SweetTok: Semantic-Aware Spatial-Temporal Tokenizer for Compact Video Discretization¶

Conference: ICCV 2025 arXiv: 2412.10443 Code: None Area: Video Generation Keywords: video discretization, spatial-temporal decoupling, vector quantization, language codebook, video generation

TL;DR¶

This paper proposes SweetTok, a video tokenizer that decouples spatial and temporal information compression via a Decoupled Query AutoEncoder (DQAE), and assigns codewords by part-of-speech through a Motion-enhanced Language Codebook (MLC). Using only 25% of the token count, SweetTok achieves 42.8% improvement in rFVD and 15.1% improvement in gFVD, attaining an optimal balance between compression ratio and reconstruction fidelity.

Background & Motivation¶

Visual tokenizers are critical components in modern visual generation and understanding models. Current video tokenizers face two core challenges:

Low compression ratio: Conventional methods generate tokens based on 2D patches or 3D tubes, where each token corresponds to a specific spatial region, resulting in redundancy across both spatial and temporal dimensions.
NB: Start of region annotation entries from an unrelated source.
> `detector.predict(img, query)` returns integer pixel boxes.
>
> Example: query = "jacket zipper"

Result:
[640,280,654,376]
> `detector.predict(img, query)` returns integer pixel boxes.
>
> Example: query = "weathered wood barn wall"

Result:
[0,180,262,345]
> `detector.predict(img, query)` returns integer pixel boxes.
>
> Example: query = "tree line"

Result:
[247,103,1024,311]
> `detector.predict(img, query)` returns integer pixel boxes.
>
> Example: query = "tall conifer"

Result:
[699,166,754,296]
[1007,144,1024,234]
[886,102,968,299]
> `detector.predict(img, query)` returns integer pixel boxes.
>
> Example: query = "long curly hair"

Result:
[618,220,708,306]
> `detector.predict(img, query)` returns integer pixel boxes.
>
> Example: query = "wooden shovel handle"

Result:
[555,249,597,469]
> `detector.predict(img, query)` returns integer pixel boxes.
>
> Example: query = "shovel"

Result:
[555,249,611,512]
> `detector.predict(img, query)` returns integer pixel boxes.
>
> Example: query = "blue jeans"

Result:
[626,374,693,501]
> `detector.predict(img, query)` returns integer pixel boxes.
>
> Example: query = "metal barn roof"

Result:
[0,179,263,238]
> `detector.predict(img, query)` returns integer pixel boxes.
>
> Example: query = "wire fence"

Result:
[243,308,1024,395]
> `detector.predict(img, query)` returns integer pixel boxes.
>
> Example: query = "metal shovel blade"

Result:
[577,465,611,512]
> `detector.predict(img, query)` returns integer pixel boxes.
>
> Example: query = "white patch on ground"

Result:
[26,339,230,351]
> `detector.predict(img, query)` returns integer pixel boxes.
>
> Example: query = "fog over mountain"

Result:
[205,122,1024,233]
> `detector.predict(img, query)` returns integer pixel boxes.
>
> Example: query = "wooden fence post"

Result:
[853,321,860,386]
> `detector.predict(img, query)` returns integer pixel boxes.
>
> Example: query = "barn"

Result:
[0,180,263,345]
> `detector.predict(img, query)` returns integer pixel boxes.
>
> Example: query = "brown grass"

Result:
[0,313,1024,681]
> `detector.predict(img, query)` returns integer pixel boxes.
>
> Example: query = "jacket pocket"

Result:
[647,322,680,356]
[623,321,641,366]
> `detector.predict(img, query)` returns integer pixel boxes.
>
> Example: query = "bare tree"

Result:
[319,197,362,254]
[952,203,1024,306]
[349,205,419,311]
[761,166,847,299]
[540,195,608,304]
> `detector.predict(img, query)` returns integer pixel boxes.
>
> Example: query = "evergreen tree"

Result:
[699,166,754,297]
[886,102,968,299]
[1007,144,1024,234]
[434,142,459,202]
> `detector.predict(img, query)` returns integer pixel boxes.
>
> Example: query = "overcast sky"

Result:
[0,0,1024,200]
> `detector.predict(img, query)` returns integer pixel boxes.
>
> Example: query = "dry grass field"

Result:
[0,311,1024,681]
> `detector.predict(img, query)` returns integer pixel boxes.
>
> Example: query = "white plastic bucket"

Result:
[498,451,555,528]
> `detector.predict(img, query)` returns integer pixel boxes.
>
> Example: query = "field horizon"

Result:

For example, OmniTokenizer requires 5,120 tokens to represent a 17-frame video clip. The recent LARP achieves high compression by adaptively querying flattened video patches, but directly flattening video tokens interleaves spatial and temporal information, increasing learning difficulty and degrading reconstruction performance.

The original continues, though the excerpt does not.